The system is also tailor-made for a prodigious fund-raiser like Gov. Gray Davis, a Democrat who, three years before he must run for re-election, had amassed a war chest of $14.5 million by Dec. 31 and continues to raise funds.
Proposition 25, a moderate and reasonable reform measure, would have banned corporate contributions and capped other gifts at $5,000 for statewide candidates, while requiring all contributions of $1,000 or more to be immediately disclosed on the Internet. Campaigns that agreed to generous voluntary spending limits would have been given vouchers redeemable for free air time. The use of soft money from the political parties in advertising was to be prohibited.
Though some reform groups scorned Proposition 25 as not going far enough, a surprisingly broad range of reformers backed it, including Common Cause, Senator John McCain and Ralph Nader. The organized opposition included politically active corporations, large unions, the Democratic and Republican Parties and most prominent California elected officials, from Governor Davis on down.
The Republican Party’s opposition was pro forma, consisting mostly of denunciations.

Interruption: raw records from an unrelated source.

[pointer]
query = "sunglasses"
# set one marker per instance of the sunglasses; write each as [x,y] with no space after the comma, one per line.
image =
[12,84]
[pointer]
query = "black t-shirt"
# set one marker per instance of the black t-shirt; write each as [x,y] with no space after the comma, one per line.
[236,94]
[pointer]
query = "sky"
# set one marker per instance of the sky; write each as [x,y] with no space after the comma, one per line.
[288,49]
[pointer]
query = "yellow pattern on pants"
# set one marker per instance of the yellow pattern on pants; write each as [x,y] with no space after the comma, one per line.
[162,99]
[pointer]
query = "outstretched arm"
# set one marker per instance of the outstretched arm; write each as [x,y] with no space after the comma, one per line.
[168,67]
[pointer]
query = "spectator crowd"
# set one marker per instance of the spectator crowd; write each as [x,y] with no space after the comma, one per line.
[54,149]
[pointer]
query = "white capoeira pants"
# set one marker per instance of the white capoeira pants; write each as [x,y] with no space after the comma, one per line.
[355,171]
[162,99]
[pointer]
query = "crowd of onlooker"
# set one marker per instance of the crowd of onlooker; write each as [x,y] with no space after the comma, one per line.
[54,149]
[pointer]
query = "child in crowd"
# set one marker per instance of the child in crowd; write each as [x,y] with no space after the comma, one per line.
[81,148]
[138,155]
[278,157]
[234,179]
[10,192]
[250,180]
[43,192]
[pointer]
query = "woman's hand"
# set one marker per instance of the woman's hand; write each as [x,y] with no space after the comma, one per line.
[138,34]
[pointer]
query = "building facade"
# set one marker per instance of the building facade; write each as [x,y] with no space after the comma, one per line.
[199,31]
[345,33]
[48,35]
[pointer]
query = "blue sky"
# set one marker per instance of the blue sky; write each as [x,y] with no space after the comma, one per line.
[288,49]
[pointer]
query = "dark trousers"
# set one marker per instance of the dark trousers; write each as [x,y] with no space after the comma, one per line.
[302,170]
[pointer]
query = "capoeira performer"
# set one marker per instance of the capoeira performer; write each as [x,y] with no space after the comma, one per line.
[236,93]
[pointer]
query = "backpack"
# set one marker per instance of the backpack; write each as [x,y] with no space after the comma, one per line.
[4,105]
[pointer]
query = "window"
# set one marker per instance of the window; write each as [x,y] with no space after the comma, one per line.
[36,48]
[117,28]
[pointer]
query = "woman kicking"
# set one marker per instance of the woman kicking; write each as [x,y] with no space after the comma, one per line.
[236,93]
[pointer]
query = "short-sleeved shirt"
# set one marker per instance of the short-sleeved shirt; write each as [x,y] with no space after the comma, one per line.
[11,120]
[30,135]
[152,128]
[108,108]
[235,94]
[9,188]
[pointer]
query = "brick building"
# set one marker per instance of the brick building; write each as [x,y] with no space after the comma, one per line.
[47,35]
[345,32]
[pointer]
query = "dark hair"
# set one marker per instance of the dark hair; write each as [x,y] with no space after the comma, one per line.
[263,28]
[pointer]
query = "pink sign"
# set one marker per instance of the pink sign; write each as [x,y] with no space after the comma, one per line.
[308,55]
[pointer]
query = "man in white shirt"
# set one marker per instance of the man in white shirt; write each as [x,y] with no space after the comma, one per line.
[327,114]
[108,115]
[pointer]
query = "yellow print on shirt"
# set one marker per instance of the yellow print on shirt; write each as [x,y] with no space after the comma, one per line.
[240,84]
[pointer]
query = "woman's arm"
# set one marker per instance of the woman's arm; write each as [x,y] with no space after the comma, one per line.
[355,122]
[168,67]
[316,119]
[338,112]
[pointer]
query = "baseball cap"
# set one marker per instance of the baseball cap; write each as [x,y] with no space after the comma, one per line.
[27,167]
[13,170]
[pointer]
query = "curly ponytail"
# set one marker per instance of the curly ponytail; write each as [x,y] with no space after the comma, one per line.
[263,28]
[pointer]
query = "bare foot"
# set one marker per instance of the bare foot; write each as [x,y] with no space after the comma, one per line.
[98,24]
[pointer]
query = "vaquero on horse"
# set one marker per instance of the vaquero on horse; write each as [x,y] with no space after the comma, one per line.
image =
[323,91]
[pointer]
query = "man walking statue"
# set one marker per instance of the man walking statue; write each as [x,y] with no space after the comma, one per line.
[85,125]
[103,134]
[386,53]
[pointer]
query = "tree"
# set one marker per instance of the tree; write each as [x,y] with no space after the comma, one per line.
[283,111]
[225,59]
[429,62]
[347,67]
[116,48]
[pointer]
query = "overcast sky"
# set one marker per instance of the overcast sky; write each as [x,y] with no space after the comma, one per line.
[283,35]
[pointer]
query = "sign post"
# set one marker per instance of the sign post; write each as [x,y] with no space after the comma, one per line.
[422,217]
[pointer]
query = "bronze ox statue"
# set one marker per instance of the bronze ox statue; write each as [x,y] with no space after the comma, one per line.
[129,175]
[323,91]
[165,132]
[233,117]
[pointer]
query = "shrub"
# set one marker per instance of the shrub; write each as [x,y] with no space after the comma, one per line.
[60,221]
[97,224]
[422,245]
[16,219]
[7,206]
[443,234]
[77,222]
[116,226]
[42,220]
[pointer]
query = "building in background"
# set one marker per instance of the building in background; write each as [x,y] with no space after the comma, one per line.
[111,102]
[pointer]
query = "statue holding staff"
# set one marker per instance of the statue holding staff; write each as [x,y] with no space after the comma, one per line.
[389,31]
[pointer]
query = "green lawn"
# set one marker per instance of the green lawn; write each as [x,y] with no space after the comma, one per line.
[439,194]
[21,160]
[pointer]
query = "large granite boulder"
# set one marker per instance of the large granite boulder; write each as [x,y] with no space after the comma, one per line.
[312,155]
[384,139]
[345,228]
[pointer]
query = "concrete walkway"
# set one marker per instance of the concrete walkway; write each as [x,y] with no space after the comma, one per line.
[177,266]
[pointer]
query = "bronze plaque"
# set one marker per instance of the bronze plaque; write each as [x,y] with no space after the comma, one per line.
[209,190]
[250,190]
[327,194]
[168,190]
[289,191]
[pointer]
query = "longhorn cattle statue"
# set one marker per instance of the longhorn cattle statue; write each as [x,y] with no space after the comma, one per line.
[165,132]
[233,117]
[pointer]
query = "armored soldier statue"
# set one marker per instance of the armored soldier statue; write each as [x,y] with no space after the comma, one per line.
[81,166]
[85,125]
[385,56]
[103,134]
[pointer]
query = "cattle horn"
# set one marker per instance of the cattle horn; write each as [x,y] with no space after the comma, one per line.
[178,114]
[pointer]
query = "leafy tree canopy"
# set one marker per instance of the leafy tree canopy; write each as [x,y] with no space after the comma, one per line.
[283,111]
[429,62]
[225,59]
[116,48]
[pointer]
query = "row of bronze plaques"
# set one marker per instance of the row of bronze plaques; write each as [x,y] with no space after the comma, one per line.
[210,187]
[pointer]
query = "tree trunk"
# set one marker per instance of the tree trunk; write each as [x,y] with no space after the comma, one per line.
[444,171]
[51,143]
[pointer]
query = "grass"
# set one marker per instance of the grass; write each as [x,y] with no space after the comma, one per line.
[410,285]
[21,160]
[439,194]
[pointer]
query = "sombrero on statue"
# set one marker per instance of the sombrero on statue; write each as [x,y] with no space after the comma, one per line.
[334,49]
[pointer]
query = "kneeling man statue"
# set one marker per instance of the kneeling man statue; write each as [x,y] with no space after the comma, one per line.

But the Democratic Party and its allied groups financed an active campaign to stop the measure. Unions contributed more than $1.5 million, two Democratic committees provided an additional $600,000, and most of the remaining $1 million or so was obtained through the efforts of Governor Davis. California unions also made the defeat of the measure a primary focus of their phone-bank operations.
Although Democrats have traditionally supported public financing of campaigns, the opposition’s advertising attacked the public-financing provision of Proposition 25 as likely to cause a huge tax increase. (The actual costs would have been less than $2 per Californian.)

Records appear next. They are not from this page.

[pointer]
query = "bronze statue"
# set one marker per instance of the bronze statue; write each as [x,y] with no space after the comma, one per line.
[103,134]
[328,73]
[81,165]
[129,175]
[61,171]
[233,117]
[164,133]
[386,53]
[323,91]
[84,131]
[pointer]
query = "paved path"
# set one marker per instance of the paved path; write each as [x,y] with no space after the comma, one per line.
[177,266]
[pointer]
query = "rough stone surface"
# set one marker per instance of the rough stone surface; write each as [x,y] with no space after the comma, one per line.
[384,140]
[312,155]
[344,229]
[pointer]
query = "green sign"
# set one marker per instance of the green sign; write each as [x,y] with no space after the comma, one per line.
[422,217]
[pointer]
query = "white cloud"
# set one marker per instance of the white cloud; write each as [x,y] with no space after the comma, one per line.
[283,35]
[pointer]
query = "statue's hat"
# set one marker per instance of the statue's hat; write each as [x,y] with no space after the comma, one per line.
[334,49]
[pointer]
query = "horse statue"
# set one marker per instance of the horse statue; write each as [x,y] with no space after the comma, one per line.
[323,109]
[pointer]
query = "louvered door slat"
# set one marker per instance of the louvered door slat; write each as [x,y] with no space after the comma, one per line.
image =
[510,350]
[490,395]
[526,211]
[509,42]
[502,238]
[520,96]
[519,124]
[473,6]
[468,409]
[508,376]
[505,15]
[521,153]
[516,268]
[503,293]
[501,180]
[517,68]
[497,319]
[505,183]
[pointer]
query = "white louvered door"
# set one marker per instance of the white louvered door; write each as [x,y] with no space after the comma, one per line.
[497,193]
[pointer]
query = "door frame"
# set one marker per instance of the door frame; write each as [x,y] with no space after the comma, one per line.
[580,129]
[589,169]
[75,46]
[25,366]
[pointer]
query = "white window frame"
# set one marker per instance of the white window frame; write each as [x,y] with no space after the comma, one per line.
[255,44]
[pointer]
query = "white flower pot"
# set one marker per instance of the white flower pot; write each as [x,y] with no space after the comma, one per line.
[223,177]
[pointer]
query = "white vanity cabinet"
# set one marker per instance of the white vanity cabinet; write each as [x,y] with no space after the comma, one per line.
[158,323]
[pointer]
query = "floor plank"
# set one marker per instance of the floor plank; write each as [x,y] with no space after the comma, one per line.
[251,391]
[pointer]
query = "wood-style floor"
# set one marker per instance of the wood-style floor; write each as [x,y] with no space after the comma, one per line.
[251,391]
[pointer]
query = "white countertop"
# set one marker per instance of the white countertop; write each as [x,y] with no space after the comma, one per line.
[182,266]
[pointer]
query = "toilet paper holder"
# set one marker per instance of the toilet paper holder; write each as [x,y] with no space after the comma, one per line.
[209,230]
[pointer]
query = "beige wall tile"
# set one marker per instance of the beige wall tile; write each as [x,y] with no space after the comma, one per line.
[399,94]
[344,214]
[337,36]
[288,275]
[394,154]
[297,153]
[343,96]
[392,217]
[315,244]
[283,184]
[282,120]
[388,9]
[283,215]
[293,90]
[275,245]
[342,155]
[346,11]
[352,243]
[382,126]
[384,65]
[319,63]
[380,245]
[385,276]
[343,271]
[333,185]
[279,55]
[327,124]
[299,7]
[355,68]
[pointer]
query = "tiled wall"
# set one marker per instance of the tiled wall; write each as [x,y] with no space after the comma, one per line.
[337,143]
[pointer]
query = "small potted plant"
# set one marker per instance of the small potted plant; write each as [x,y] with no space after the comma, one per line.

The opponents also contended that because Supreme Court decisions have prevented restrictions on millionaires paying for their own political campaigns, it was unfair to impose any contribution limits on other candidates — the very same argument used by many conservative Republicans who favor repealing the $1,000 contribution limit in federal races and allowing unlimited donations.
The endless national debate over campaign finance reform has allowed the Democratic Party to keep its own pipeline of soft money while ostensibly backing reform. Democrats in the House and Senate can vote almost unanimously for the McCain-Feingold ban on soft money, knowing full well that the Republicans will kill it.
The election in California unmasked the party’s opposition to reform.
Rank-and-file California Democrats who want reform are not likely to forget this lesson. The day before the election, several longtime Democratic stalwarts, led by Max Palevsky, a computer executive who had donated $1 million to the Proposition 25 campaign, held a news conference to denounce the cynicism and hypocrisy of their party’s leaders.
Federal campaign reform has been blocked for 25 years, while control of Congress has shifted between the parties.
The sooner we recognize that the establishment wings of both parties are hopelessly addicted to the same financing system, the greater the likelihood that some reform will finally become a reality.
Ron Unz, a Silicon Valley software entrepreneur, was the chairman of the Proposition 25 campaign.